I have not seen a CAI or SRI for a santa fe...I imagine it would be louder is all it would do given how hot the engine compartment gets. And I don't see much room for routing the CAI to get most of the cold air without modifying at least the bumper...
But just as a thought:
I noticed yesterday that the stock intake may be designed poorly...or at least it could be better. I plugged in my OBD II and drove around with ambient temperature of 73.4F. The intake air temperature was near 96F +/- 4-5 degrees depending on how fast I was moving. This may be comparing apples to oranges, but when I had my 09 WRX and did the same thing, the intake air temperature would near the ambient temperature (slightly higher, but not 23F difference). I know the 09 WRX's intake design is pretty good to begin with...so that's why I feel like my point is moot. hah
Anyways, the Santa Fe's intake at the grill seems to point downwards, which then the air is re-routed by a piece of plastic next to the end of the intake....this to me is very inefficient in getting most of the air from outside of the car....it actually seems like it would draw hot air from under the vehicle as the intake is pointed downwards...

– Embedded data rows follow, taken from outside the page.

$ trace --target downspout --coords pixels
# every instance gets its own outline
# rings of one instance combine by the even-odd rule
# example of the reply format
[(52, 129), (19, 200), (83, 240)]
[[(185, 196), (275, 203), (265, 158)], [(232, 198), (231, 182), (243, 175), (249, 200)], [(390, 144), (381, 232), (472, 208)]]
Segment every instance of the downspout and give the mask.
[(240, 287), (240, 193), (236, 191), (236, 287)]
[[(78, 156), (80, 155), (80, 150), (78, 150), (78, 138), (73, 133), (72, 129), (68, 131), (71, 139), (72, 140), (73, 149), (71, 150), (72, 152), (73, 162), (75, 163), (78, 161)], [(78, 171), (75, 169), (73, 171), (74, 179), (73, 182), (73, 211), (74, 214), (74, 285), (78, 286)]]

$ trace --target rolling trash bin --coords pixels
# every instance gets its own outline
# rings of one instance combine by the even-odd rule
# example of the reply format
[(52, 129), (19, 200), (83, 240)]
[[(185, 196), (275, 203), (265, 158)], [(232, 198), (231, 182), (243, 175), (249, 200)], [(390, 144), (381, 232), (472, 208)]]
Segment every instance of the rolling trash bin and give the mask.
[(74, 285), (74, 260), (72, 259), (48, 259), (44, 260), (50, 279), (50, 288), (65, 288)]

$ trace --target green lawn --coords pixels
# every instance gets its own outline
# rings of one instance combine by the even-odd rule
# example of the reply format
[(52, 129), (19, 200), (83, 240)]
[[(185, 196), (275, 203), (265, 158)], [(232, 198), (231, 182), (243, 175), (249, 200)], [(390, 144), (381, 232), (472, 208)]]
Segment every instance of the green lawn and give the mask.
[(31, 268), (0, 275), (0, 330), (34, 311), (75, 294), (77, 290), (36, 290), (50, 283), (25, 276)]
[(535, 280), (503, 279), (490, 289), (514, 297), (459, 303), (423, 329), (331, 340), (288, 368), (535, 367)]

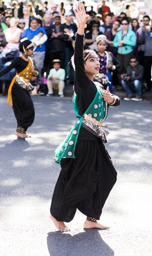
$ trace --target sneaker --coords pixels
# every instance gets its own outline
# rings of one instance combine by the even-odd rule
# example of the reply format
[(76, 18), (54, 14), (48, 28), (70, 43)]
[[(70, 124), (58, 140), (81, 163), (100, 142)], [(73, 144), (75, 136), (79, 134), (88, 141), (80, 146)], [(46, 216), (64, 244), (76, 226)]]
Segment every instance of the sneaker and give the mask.
[(136, 96), (134, 98), (132, 98), (132, 100), (135, 100), (136, 101), (141, 101), (142, 100), (141, 98), (139, 96)]
[(46, 96), (47, 96), (48, 97), (52, 97), (53, 96), (53, 94), (47, 93), (46, 94)]
[(42, 95), (44, 95), (44, 92), (39, 92), (38, 93), (38, 96), (40, 96)]
[(132, 99), (132, 95), (128, 95), (127, 97), (125, 97), (124, 100), (130, 100)]

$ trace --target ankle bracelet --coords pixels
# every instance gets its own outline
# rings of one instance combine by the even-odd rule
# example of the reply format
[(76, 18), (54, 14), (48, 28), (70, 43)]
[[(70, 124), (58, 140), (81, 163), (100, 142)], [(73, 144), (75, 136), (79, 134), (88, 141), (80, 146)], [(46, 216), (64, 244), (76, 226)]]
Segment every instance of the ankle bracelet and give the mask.
[(20, 133), (26, 133), (25, 128), (21, 127), (20, 126), (17, 126), (16, 131), (17, 132), (19, 132)]
[(87, 220), (89, 221), (92, 221), (92, 222), (97, 222), (97, 221), (96, 219), (93, 218), (92, 217), (89, 217), (88, 216), (87, 217)]

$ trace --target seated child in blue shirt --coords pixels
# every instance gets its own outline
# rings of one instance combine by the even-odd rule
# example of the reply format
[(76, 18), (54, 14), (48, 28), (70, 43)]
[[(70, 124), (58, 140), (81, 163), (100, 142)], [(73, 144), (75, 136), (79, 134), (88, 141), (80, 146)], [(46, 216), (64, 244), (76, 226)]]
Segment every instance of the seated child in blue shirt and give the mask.
[(64, 97), (63, 89), (65, 72), (63, 68), (60, 68), (61, 61), (60, 60), (55, 59), (52, 61), (53, 68), (51, 68), (48, 76), (47, 85), (48, 93), (46, 96), (50, 97), (53, 96), (53, 89), (58, 90), (60, 97)]

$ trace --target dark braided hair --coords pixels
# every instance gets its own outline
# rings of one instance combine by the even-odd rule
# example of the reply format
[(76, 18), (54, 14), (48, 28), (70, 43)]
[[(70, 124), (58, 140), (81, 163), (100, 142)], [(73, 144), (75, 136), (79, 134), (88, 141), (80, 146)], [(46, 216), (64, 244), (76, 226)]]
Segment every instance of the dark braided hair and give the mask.
[[(29, 40), (25, 40), (22, 43), (20, 43), (19, 44), (19, 51), (22, 52), (24, 52), (24, 50), (23, 50), (23, 45), (24, 45), (24, 48), (26, 49), (26, 47), (29, 45), (31, 44), (32, 44), (32, 42), (30, 41)], [(32, 46), (33, 47), (33, 46)]]

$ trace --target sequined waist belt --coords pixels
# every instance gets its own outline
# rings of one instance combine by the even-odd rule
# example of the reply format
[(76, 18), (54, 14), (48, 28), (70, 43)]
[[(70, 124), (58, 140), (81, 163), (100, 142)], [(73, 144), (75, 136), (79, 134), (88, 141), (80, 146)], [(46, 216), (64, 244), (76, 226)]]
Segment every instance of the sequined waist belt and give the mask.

I dunno...pictures probably would have helped. hah
The only way to be sure is to run some controlled tests. Record the temp driving in a straight line at 100kmph and record the ambient temp to be sure. Under those circumstances I'm sure you'll get better results than what you recorded earlier.

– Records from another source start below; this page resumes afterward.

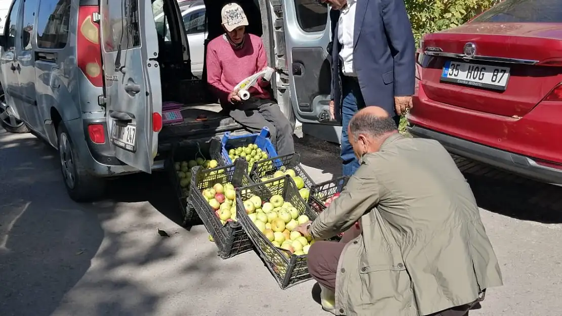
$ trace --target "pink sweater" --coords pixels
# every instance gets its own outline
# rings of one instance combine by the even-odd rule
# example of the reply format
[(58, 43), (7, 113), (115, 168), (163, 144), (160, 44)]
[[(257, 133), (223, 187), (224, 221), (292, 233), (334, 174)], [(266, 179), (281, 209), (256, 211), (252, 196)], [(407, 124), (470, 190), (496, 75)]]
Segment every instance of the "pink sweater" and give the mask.
[[(223, 36), (215, 38), (207, 46), (207, 82), (223, 105), (231, 105), (227, 99), (236, 85), (268, 66), (268, 58), (261, 39), (246, 34), (244, 45), (235, 51)], [(258, 81), (258, 85), (248, 90), (252, 97), (270, 98), (264, 89), (269, 83)]]

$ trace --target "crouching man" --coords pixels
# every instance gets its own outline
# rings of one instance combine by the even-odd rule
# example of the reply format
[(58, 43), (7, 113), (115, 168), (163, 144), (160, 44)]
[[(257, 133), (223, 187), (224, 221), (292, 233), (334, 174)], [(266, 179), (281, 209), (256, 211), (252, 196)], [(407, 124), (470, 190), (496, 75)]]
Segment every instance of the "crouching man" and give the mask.
[(246, 33), (248, 20), (236, 3), (225, 5), (221, 11), (226, 33), (209, 42), (207, 47), (207, 82), (230, 116), (252, 132), (266, 126), (279, 155), (294, 152), (291, 122), (265, 89), (271, 74), (258, 80), (248, 90), (250, 98), (243, 100), (234, 87), (243, 80), (266, 69), (268, 58), (261, 39)]
[(348, 132), (359, 168), (314, 222), (296, 228), (315, 240), (347, 231), (309, 250), (323, 308), (348, 316), (467, 315), (487, 288), (503, 283), (453, 159), (434, 140), (402, 137), (379, 107), (359, 111)]

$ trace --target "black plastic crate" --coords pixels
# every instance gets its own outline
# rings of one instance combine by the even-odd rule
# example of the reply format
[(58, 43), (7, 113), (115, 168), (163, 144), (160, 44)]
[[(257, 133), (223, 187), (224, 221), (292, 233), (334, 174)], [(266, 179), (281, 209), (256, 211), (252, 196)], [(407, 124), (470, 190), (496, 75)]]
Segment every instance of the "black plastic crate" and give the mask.
[[(212, 138), (207, 142), (194, 141), (185, 143), (182, 146), (175, 146), (172, 148), (171, 154), (166, 160), (165, 169), (175, 190), (176, 195), (179, 202), (180, 211), (184, 217), (184, 226), (192, 225), (198, 218), (197, 213), (189, 205), (188, 200), (192, 176), (189, 175), (185, 178), (189, 184), (182, 187), (176, 163), (180, 164), (180, 171), (182, 171), (182, 162), (185, 161), (189, 163), (189, 161), (196, 161), (197, 158), (200, 158), (205, 159), (206, 161), (215, 160), (217, 162), (218, 167), (223, 167), (224, 166), (224, 163), (221, 158), (220, 150), (220, 139), (218, 138)], [(187, 167), (190, 173), (192, 173), (192, 168), (189, 165)]]
[[(289, 176), (239, 188), (237, 191), (237, 209), (245, 210), (244, 201), (253, 195), (259, 196), (265, 204), (273, 195), (279, 195), (284, 201), (290, 202), (297, 209), (299, 216), (306, 215), (311, 221), (316, 218), (316, 214), (301, 197)], [(246, 212), (238, 214), (244, 230), (281, 288), (285, 289), (311, 278), (306, 254), (297, 255), (276, 246), (261, 233)]]
[(310, 188), (316, 184), (306, 171), (305, 171), (300, 162), (301, 156), (297, 153), (264, 159), (253, 164), (250, 172), (250, 177), (253, 182), (258, 183), (278, 177), (275, 176), (277, 171), (287, 172), (288, 170), (292, 170), (294, 171), (295, 176), (300, 177), (302, 179), (304, 184), (303, 187), (309, 189), (310, 196)]
[[(251, 180), (246, 174), (248, 163), (245, 159), (238, 159), (234, 164), (220, 167), (214, 169), (202, 169), (200, 167), (193, 168), (192, 173), (191, 187), (189, 200), (203, 222), (205, 228), (212, 237), (215, 244), (219, 248), (219, 255), (227, 259), (238, 254), (244, 253), (253, 248), (253, 245), (248, 238), (242, 225), (237, 221), (240, 209), (236, 206), (236, 216), (234, 220), (229, 219), (224, 222), (219, 218), (216, 211), (211, 207), (203, 192), (212, 188), (217, 184), (225, 185), (230, 183), (235, 187), (252, 184)], [(233, 204), (237, 205), (234, 192)], [(242, 209), (243, 213), (246, 212)]]
[(315, 185), (310, 188), (309, 205), (317, 214), (326, 209), (325, 201), (336, 193), (341, 193), (347, 184), (349, 177), (343, 176)]

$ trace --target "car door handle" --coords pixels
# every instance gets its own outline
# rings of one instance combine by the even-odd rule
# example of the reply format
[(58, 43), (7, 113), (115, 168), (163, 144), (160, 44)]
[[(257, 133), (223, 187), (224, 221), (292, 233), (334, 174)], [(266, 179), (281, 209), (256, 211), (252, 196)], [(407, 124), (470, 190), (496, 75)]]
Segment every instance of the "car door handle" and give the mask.
[(130, 113), (119, 112), (118, 111), (110, 111), (109, 116), (111, 118), (114, 118), (117, 121), (121, 121), (124, 122), (132, 122), (133, 119), (135, 118), (134, 115), (133, 115)]
[(139, 92), (140, 92), (140, 85), (127, 84), (125, 85), (125, 91), (129, 94), (137, 94)]

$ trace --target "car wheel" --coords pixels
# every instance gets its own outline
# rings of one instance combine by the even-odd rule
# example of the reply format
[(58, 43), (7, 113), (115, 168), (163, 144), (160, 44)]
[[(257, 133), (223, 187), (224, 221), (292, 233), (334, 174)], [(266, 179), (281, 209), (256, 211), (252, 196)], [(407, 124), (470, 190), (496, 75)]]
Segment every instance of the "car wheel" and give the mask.
[(57, 131), (61, 171), (70, 198), (76, 202), (89, 202), (101, 198), (105, 191), (105, 180), (87, 171), (63, 123)]
[(6, 131), (14, 134), (25, 134), (30, 131), (23, 121), (16, 118), (11, 109), (6, 103), (4, 91), (0, 89), (0, 125)]

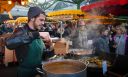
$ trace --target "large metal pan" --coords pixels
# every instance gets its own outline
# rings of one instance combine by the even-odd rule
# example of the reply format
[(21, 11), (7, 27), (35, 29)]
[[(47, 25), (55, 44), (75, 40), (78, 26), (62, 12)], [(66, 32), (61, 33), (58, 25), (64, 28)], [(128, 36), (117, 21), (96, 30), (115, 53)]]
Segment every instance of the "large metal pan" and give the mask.
[(89, 63), (76, 60), (54, 61), (43, 64), (45, 77), (86, 77), (86, 68)]

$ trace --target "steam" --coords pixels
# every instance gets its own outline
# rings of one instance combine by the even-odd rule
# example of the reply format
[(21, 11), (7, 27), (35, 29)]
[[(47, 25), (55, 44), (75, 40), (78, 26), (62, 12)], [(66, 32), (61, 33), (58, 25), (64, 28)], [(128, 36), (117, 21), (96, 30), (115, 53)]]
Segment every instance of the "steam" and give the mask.
[[(91, 11), (91, 14), (98, 15), (98, 12), (95, 10)], [(79, 22), (84, 22), (84, 23), (78, 23), (78, 27), (76, 31), (74, 32), (74, 35), (70, 37), (72, 41), (72, 48), (74, 49), (84, 49), (84, 50), (89, 50), (89, 49), (94, 49), (93, 43), (99, 36), (98, 32), (98, 27), (101, 23), (99, 19), (81, 19)], [(83, 25), (82, 25), (83, 24)]]

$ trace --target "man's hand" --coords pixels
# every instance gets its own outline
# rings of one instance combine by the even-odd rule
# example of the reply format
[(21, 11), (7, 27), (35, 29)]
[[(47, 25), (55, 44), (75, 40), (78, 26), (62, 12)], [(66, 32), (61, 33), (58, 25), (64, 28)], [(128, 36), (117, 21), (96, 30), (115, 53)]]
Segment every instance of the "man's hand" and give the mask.
[(48, 32), (39, 32), (39, 35), (45, 43), (51, 43), (50, 35)]

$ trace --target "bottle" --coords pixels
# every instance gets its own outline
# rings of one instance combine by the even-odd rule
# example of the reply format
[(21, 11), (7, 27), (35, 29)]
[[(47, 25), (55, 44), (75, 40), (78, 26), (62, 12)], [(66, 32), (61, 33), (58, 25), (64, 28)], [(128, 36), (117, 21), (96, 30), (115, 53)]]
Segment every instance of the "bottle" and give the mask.
[(102, 61), (102, 71), (103, 71), (103, 75), (105, 75), (107, 72), (107, 61), (106, 60)]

The intake follows the flow of air at speed so yes, if the car is standing still and there is no head wind then you'll get a warm reading because the hot air under the hood is escaping from underneath and around the front of the car. In this case the intake will be sucking in warm air but on the highway it will be taking in MUCH cooler air. It's angled down to allow for easier intake and a bit of a ram effect. It's also mounted high to prevent FOD (foreign object damage).